Celestial marriage is an instance of the LDS Church doctrine of sealing. Following a celestial marriage, not only are the couple sealed as husband and wife, but children born into the marriage are also sealed to that family. In cases where the husband and wife have been previously married civilly and there are already children from their union, the children accompany their parents to the temple and are sealed to their parents following the marriage ceremony.

LDS Church members believe that through this sealing, the family, constituted of a man, wife, and children will live together forever, if obedient to God's commandments.

==Relationship to plural marriage==
During the 19th century, leaders of the LDS Church consistently used the terms “celestial marriage,” “patriarchal marriage,” and “the new and everlasting covenant of marriage” to refer specifically to plural marriage. Early church leaders, such as Brigham Young, Orson Pratt, John Taylor, George Q. Cannon, and others, taught that “celestial marriage” in Doctrine and Covenants section 132 referred exclusively to polygamy and that plural marriage was required for exaltation in the highest degree of the celestial kingdom. They used this terminology in public sermons, private writings, and official church publications well before 1890.

When Doctrine and Covenants 132 was recorded in 1843, the Revelation introduced polygamy by referencing biblical figures with multiple wives (e.g., Abraham, David, and Solomon) and used the term “new and everlasting covenant” to mean plural marriage. The text also admonished believers that rejecting this covenant would result in damnation, while its acceptance was portrayed as essential for full exaltation. Leaders taught that those who did not enter plural marriage in life but were willing to accept it, if God provided the opportunity, could still receive the highest celestial blessings; but they continually equated “celestial marriage” with plural marriage until the church began renouncing the practice under intense legal pressure from the U.S. government.
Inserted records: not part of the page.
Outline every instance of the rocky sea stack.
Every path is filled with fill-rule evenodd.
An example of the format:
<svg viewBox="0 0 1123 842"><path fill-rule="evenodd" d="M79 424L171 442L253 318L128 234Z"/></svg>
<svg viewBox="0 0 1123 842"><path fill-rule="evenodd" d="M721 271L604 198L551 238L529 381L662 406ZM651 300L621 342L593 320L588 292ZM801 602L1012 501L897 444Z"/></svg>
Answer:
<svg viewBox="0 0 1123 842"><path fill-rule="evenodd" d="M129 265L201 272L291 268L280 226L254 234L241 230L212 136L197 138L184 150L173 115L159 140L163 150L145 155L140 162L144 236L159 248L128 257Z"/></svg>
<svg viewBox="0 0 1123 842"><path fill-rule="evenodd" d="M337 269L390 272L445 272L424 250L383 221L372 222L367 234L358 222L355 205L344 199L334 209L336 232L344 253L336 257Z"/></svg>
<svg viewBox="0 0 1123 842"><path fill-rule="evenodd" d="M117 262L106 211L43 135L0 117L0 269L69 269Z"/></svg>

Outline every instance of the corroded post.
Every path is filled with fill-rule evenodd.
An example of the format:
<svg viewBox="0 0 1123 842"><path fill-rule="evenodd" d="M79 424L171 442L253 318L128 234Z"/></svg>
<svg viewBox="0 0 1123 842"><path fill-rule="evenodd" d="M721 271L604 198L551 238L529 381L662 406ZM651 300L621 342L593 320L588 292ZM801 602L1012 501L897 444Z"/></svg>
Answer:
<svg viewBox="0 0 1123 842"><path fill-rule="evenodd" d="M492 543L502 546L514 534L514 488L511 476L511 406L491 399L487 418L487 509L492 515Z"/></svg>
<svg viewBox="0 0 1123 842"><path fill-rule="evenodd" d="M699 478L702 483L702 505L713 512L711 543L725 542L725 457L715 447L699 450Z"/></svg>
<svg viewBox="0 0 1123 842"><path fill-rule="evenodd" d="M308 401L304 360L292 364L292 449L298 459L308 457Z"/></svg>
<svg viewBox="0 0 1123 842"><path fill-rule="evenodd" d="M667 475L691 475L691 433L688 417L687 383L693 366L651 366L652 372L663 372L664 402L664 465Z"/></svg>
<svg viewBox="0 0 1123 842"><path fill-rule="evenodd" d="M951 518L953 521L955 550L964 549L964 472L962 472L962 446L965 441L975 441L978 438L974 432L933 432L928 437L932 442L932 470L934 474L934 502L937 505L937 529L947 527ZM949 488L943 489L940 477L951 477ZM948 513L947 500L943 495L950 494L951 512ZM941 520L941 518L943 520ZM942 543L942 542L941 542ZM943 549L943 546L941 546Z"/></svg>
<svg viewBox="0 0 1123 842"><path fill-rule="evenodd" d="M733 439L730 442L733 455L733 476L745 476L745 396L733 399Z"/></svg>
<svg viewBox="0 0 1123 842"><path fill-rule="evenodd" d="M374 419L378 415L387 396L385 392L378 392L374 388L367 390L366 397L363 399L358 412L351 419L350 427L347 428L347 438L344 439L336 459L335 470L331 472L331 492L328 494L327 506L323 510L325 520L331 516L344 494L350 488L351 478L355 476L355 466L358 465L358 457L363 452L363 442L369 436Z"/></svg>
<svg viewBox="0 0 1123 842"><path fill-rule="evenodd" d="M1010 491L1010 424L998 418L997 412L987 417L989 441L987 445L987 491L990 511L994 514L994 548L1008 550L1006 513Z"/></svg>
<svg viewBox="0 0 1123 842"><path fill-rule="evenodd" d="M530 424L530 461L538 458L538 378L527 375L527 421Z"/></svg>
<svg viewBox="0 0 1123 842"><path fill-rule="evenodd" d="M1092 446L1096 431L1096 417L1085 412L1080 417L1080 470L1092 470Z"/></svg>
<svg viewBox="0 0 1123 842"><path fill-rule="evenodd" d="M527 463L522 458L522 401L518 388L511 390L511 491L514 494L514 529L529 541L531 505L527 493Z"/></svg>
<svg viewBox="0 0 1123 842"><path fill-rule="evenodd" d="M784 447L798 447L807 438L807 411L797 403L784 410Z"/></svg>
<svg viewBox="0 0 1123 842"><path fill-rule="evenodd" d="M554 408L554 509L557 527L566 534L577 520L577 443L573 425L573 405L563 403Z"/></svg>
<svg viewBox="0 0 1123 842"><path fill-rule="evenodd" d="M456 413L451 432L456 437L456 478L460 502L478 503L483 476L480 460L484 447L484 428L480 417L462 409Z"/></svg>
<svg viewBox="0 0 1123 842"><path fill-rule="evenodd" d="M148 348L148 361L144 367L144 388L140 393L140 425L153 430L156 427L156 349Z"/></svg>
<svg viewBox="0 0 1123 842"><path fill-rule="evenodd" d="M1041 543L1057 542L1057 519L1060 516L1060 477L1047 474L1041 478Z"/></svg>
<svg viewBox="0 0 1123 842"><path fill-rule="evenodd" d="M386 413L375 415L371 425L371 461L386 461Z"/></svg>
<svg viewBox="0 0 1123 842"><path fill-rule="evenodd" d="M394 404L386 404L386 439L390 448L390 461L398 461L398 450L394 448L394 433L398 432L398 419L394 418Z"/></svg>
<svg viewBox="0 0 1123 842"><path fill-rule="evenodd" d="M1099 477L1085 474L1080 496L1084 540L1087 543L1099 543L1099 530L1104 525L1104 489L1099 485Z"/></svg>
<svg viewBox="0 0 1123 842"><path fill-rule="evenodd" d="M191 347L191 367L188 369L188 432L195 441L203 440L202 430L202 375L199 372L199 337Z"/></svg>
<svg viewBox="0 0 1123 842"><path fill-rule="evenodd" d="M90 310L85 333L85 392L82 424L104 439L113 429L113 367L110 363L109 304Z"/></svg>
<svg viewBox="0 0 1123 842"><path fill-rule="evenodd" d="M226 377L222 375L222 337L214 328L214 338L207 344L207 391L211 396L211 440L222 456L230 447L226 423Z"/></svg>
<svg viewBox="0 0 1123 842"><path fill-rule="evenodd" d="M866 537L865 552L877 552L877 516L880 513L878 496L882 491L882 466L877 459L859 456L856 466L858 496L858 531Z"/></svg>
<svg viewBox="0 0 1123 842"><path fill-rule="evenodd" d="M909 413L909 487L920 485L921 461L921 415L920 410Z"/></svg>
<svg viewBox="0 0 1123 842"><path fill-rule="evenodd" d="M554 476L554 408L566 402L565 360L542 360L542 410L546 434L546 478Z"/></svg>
Beginning with the 1890 Manifesto, issued by Wilford Woodruff, the LDS Church publicly ended the practice of polygamy and gradually redefined “celestial marriage” to mean eternal monogamous marriage performed in the temple. In official statements from the early 20th century onward, church leaders declared that “celestial marriage” included any lawful temple sealing of a husband and wife for eternity, omitting the earlier insistence that multiple wives were essential for the highest exaltation.

=== Doctrinal dispute ===
Mormon fundamentalists maintain that the 19th-century usage of “celestial marriage” as plural marriage remains the intended and unalterable meaning of D&C 132. They argue that the church’s post-Manifesto reinterpretation of “celestial marriage” to mean “eternal monogamous marriage” departs from the original revelation and practice. By contrast, the LDS Church teaches that while plural marriages of the 19th century were understood to be forms of celestial marriage, the eternal covenant of marriage now refers exclusively to monogamous unions sealed in the temple.

Although the LDS Church stands by its post-1890 definitions, multiple historians have documented that early church authorities, including Joseph Smith, Brigham Young, John Taylor, and Orson Pratt, equated “celestial marriage” solely with plural marriage prior to the Manifesto. Thus, the doctrinal shift regarding the meaning of “celestial marriage” remains a point of contention between Mormon fundamentalists and the modern LDS Church.

==Swedenborg==

Christian theologian Emanuel Swedenborg taught in his 1750s book Heaven and Hell that marriage will exist after death, but not procreation. Presiding Bishop of the LDS Church Edward Hunter recounted that Joseph Smith told him he believed Swedenborg "had a view of the world to come", and LDS historian D. Michael Quinn wrote that Smith was influenced by Swedenborg's teachings. Swedenborg's teachings spawned several Swedenborgian branches of Christianity.